If \( A = \left[ \begin{array}{ccc} 5 & 0 & 0 \\ 3 & 0 & 5 \\ 0 & 0 & 5 \end{array} \right] \), then \( A^3 \) is:

• A. \( \left[ \begin{array}{ccc} 125 & 0 & 0 \\ 0 & 125 & 0 \\ 0 & 0 & 125 \end{array} \right] \)
• B. \( \left[ \begin{array}{ccc} 125 & 0 & 0 \\ 0 & 0 & 125 \\ 0 & 0 & 125 \end{array} \right] \)
• C. \( \left[ \begin{array}{ccc} 15 & 0 & 0 \\ 0 & 45 & 0 \\ 0 & 0 & 15 \end{array} \right] \)
• D. \( \left[ \begin{array}{ccc} 5^3 & 0 & 0 \\ 0 & 5 & 0 \\ 0 & 0 & 5 \end{array} \right] \)

Hint:

For triangular matrices, powers preserve diagonal form with diagonal entries raised to the power.

Answer 1

The Correct Option is A

The matrix \( A \) is nearly diagonal, expressible as \( A = D + N \), where \( D \) is a diagonal matrix and \( N \) is nilpotent.
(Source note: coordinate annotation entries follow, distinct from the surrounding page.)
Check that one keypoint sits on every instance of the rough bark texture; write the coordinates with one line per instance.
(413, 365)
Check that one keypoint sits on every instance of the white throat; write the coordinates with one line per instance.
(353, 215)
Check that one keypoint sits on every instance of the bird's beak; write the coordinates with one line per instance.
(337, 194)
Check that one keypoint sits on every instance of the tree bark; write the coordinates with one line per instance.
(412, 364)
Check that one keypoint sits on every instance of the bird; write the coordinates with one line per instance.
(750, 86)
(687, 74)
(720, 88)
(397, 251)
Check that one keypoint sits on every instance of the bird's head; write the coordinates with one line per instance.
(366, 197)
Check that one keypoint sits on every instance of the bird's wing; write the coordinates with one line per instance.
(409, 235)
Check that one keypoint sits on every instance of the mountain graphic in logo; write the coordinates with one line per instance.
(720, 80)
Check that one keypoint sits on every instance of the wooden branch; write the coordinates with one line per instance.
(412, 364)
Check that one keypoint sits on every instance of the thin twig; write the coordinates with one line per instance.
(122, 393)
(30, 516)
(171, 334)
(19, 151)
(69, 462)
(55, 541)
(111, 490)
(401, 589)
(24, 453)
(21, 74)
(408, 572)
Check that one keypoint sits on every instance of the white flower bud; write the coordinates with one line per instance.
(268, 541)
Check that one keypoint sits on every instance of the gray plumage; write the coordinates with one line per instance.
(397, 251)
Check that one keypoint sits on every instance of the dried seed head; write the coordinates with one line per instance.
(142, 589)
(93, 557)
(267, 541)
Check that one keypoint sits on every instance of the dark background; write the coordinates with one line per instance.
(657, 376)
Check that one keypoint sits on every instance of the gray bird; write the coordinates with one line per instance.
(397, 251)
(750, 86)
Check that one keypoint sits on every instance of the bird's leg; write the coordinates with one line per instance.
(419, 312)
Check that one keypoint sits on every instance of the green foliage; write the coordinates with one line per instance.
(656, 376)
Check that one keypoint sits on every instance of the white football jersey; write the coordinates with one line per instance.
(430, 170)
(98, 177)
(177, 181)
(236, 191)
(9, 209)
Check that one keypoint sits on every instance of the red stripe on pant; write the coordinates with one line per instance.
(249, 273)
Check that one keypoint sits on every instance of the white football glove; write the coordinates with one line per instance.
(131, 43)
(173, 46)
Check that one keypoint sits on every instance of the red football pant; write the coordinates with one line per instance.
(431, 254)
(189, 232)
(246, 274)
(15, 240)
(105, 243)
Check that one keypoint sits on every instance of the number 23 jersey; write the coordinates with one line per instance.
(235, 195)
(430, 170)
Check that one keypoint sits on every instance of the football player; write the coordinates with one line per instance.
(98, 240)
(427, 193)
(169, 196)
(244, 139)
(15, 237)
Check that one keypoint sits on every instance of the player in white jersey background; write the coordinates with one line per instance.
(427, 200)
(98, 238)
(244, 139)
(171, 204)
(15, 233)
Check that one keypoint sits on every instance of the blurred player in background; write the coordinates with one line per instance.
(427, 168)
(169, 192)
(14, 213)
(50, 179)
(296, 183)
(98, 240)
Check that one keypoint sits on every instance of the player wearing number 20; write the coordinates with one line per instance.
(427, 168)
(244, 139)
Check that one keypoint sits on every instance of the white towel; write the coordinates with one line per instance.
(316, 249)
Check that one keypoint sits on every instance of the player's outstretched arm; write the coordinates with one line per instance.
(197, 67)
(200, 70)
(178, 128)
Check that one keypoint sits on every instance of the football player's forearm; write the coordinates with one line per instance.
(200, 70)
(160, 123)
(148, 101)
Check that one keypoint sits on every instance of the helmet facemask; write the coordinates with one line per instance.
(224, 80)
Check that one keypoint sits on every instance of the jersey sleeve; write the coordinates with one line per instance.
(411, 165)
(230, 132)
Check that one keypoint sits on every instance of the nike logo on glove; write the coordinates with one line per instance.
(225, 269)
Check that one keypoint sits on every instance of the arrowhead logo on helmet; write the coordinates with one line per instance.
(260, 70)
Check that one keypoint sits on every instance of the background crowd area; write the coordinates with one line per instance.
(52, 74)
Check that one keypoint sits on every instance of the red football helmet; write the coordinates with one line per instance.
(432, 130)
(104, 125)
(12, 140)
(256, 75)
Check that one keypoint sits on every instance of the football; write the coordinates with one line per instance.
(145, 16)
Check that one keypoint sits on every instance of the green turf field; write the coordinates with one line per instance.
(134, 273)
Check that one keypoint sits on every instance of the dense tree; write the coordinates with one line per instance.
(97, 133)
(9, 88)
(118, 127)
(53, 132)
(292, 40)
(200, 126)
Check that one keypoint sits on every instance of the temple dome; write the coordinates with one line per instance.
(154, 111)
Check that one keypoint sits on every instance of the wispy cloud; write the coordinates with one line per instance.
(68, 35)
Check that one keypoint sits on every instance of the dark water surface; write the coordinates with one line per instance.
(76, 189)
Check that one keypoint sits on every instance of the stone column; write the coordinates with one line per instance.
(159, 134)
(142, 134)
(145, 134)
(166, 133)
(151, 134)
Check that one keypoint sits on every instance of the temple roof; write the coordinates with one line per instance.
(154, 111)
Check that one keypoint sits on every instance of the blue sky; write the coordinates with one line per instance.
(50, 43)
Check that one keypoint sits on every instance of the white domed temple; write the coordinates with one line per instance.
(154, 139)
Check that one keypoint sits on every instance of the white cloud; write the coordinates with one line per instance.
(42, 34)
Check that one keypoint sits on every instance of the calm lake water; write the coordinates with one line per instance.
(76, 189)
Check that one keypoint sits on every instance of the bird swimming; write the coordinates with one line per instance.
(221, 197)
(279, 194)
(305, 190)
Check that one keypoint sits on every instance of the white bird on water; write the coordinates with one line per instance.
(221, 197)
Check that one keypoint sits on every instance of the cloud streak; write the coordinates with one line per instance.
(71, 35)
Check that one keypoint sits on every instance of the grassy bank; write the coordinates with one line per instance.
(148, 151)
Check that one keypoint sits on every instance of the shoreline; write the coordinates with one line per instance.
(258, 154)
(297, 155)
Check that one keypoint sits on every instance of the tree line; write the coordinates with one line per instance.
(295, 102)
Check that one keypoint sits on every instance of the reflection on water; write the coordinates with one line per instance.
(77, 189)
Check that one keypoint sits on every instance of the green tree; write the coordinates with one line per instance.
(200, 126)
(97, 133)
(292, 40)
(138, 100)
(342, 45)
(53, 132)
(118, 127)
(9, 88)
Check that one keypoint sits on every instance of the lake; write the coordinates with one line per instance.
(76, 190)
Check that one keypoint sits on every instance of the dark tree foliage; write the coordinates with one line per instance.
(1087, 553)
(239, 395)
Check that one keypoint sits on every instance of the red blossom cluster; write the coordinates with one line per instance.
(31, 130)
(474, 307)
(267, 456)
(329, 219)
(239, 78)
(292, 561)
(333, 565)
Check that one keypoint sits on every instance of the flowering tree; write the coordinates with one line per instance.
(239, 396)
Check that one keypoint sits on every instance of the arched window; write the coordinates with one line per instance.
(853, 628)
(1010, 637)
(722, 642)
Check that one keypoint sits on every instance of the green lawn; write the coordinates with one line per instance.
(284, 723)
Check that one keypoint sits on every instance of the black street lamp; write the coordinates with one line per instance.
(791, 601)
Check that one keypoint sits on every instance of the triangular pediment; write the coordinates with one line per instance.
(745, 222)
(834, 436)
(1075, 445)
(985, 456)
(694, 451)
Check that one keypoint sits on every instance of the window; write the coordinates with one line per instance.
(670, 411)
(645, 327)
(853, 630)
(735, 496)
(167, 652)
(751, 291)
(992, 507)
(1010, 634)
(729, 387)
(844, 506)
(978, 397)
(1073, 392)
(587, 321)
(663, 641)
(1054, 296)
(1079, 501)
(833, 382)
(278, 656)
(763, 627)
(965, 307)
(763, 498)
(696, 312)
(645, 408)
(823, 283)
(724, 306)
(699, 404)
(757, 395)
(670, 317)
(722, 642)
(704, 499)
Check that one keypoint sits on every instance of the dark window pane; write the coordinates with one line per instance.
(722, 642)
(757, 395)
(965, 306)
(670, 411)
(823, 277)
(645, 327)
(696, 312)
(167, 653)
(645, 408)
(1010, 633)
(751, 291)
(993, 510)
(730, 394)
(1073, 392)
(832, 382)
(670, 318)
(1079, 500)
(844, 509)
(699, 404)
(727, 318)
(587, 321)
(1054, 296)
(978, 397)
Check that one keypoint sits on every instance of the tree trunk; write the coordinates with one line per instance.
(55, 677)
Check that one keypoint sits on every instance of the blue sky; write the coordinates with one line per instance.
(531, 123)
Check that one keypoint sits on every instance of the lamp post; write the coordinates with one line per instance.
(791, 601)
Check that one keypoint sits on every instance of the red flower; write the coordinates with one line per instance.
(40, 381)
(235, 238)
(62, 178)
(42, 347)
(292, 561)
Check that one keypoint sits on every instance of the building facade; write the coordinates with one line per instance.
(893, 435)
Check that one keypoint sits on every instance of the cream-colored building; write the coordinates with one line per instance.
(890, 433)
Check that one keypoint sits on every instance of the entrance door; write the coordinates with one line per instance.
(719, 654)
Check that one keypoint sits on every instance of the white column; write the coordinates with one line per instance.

Alternatively, one can observe that all diagonal elements are 5 and \( A \) is upper triangular.
\[ A^3 = \left[ \begin{array}{ccc} 5 & 0 & 0 \\ 3 & 0 & 5 \\ 0 & 0 & 5 \end{array} \right]^3 \] As the diagonal eigenvalues are invariant under exponentiation and off-diagonal terms become zero, the cube of this matrix yields 125 on the diagonal and zeros elsewhere.